There's a risk there that the AI could find the solution by looking through your history to find it, instead of discovering it directly in the checked-out code. AI has done that in the past:
You can use Git hooks to do that. If you have tests and one fails, spawn an instance of claude a prompt -p 'tests/test4.sh failed, look in src/ and try and work out why'
    $ claude -p 'hello, just tell me a joke about databases'
    A SQL query walks into a bar, walks up to two tables and asks, "Can I JOIN you?"
    $ 
Or if, you use Gogs locally, you can add a Gogs hook to do the same on pre-push> An example hook script to verify what is about to be pushed. Called by "git push" after it has checked the remote status, but before anything has been pushed. If this script exits with a non-zero status nothing will be pushed.
I like this idea.
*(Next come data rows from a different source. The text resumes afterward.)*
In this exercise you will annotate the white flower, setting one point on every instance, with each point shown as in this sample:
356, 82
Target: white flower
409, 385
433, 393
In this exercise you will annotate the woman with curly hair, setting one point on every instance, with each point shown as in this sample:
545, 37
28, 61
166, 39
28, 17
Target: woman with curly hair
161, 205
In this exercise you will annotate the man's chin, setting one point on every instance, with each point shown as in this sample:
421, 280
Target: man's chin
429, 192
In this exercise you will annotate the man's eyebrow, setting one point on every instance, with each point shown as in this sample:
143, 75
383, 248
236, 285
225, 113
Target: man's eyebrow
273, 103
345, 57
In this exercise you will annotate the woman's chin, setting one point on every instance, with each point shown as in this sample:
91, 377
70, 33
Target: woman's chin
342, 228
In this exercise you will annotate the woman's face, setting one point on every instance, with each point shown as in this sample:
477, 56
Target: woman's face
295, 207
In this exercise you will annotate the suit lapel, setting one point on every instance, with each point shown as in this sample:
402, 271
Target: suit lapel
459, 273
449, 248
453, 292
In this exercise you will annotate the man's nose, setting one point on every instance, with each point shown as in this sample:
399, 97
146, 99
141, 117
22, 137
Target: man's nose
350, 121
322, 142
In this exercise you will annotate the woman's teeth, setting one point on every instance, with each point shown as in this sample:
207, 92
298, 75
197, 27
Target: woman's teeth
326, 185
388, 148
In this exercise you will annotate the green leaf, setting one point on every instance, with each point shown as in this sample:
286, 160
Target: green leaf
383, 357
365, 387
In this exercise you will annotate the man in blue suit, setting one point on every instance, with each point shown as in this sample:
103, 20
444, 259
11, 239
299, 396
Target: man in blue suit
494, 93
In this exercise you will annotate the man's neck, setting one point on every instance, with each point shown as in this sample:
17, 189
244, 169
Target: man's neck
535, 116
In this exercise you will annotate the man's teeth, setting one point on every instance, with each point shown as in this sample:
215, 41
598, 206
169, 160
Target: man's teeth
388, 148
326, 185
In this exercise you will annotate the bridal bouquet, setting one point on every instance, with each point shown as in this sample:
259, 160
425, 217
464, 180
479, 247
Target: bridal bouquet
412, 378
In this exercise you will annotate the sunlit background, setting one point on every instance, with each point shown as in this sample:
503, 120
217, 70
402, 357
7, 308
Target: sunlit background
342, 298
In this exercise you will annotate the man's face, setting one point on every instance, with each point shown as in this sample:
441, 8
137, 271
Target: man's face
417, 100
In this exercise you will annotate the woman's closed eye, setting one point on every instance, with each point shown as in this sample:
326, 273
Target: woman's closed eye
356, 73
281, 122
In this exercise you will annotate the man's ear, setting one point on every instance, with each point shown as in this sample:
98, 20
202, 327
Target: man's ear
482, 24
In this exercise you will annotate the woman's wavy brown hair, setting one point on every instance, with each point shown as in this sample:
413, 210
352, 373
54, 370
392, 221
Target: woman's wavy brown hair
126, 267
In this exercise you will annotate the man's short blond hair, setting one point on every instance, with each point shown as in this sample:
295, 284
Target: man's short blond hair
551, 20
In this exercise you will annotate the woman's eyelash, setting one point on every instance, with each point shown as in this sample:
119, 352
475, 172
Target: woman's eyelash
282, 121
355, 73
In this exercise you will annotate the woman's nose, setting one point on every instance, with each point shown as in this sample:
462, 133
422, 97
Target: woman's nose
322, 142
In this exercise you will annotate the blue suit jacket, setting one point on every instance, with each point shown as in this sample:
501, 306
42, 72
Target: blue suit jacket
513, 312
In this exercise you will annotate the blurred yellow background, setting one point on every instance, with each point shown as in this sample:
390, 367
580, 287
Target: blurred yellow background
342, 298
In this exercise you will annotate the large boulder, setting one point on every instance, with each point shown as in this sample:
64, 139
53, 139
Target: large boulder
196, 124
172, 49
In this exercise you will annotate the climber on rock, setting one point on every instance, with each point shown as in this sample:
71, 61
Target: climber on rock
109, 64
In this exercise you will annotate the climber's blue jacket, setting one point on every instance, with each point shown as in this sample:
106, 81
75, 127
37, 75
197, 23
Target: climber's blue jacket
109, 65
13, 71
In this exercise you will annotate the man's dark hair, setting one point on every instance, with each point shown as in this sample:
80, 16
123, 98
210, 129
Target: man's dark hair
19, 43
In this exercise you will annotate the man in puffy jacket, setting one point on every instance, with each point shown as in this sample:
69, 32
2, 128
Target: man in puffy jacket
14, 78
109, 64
I think I shall get Claude to work out the mechanism itself :)
It is even a suggestion on this Claude cheet sheet
https://www.howtouselinux.com/post/the-complete-claude-code-...
You can build this pretty easily: https://github.com/jasonjmcghee/claude-debugs-for-you
I feel like the article is giving out very bad advice which is going to end up shooting someone in the foot.
As another example, I think things like "write unit tests for this code" are usually similar sort of style transfer as well, based on how it writes the tests. It definitely has a good idea as to how to sort of ensure that all the functionality gets tested, I find it is less likely to produce "creative" ways that bugs may come out, but hey, it's a good start.
This isn't a criticism, it's intended to be a further exploration and understanding of when these tools can be better than you might intuitively think.
Before I used Claude, I would be surprised.
I think it works because Claude takes some standard coding issues and systematizes them. The list is long, but Claude doesn't run out of patience like a human being does. Or at least it has some credulity left after trying a few initial failed hypotheses. This being a cryptography problem helps a little bit, in that there are very specific keywords that might hint at a solution, but from my skim of the article, it seems like it was mostly a good old coding error, taking the high bits twice.
The standard issues are just a vague laundry list:
- Are you using the data you think you're using? (Bingo for this one)
- Could it be an overflow?
- Are the types right?
- Are you calling the function you think you're calling? Check internal, then external dependencies
- Is there some parameter you didn't consider?
And a bunch of others. When I ask Claude for a debug, it's always something that makes sense as a checklist item, but I'm often impressed by how it diligently followed the path set by the results of the investigation. It's a great donkey, really takes the drudgery out of my work, even if it sometimes takes just as long.
Quite different if you are not a cryptographer or a domain expert.
Last week I asked it to look at why a certain device enumeration caused a sigsegv, and it quickly solved the issue by completely removing the enumeration. No functionality, no bugs!